Roll Call quotes Loren Locke on the continued limited operations at U.S. consulates worldwide.
From the Article
"It doesn't matter how critical your reason was to leave. It's how important it is that you go back."
"'I wanted to go home, and now I want to go back to my job.' That's not an emergency."
Locke Immigration Law's Take
In December 2021, mid-pandemic, the Roll Call piece documented the dynamic that's now mostly invisible because we've stopped framing it as a crisis: about 90% of US embassies and consulates were operating under pandemic restrictions, more than 450,000 people were waiting for immigrant visa interviews, Toronto's wait was over a year, and Mexico City's visitor visa wait was 600+ days against 57 days for nonimmigrant visas. Loren, drawing on her former-consular-officer experience, explained the framework consular officers use to evaluate emergency-appointment requests: the test isn't how critical the reason was for leaving the United States, but how important the reason is for returning.

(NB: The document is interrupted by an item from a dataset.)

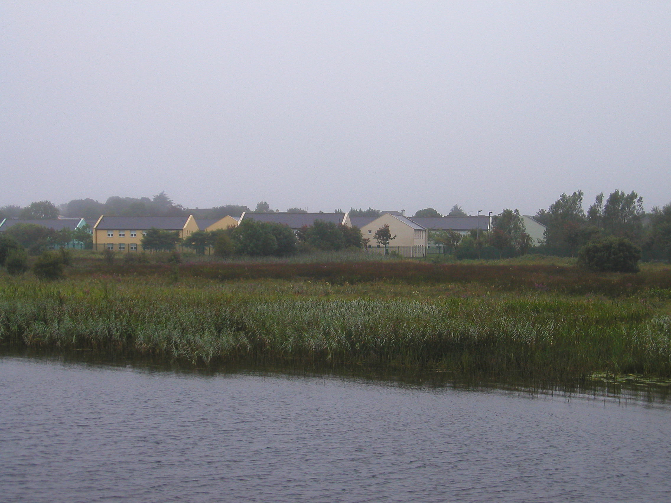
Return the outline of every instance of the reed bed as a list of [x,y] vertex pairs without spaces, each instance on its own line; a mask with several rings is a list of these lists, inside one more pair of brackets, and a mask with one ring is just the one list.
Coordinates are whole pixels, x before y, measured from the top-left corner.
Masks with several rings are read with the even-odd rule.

That distinction — "I wanted to go home, and now I want to go back to my job" doesn't qualify as an emergency, while a foreign-born physician treating COVID patients does — is one of the most useful operating frames a visa applicant or sponsoring employer can hold onto, and it hasn't changed since 2021. The framework still applies in 2026: emergency appointments are narrowly defined; the policy logic favors urgency-of-return over urgency-of-departure; and personal preference, even strong personal preference, doesn't reset the queue. Employers who advise foreign-national workers to "just request an emergency appointment" without understanding the framework set their employees up for refused requests and lost time.
For 2026 clients facing extended wait times — for any reason, World Cup demand or otherwise — the operational lesson from 2021 is to apply Loren's framework before requesting: identify the urgency-of-return facts (employment continuity, dependent-family obligations, time-sensitive medical or business obligations in the US), document them rigorously, and submit the emergency request only when those facts genuinely meet the standard. Submitting weak emergency requests doesn't advance the case; it produces a paper trail that can complicate later legitimate emergency requests.
Key Takeaways
- The consular emergency-appointment framework Loren explained in 2021 hasn't changed: officers evaluate urgency-of-return, not urgency-of-departure.
- "I wanted to go home and now want to go back to my job" doesn't qualify; a foreign-born physician treating COVID patients does. Personal preference, even strong, doesn't reset the queue.
- Submitting weak emergency requests doesn't help the current case and can complicate later legitimate emergency requests by generating a paper trail.
- Apply the framework before requesting: identify urgency-of-return facts (employment continuity, dependent obligations, time-sensitive US-side commitments), document, then submit.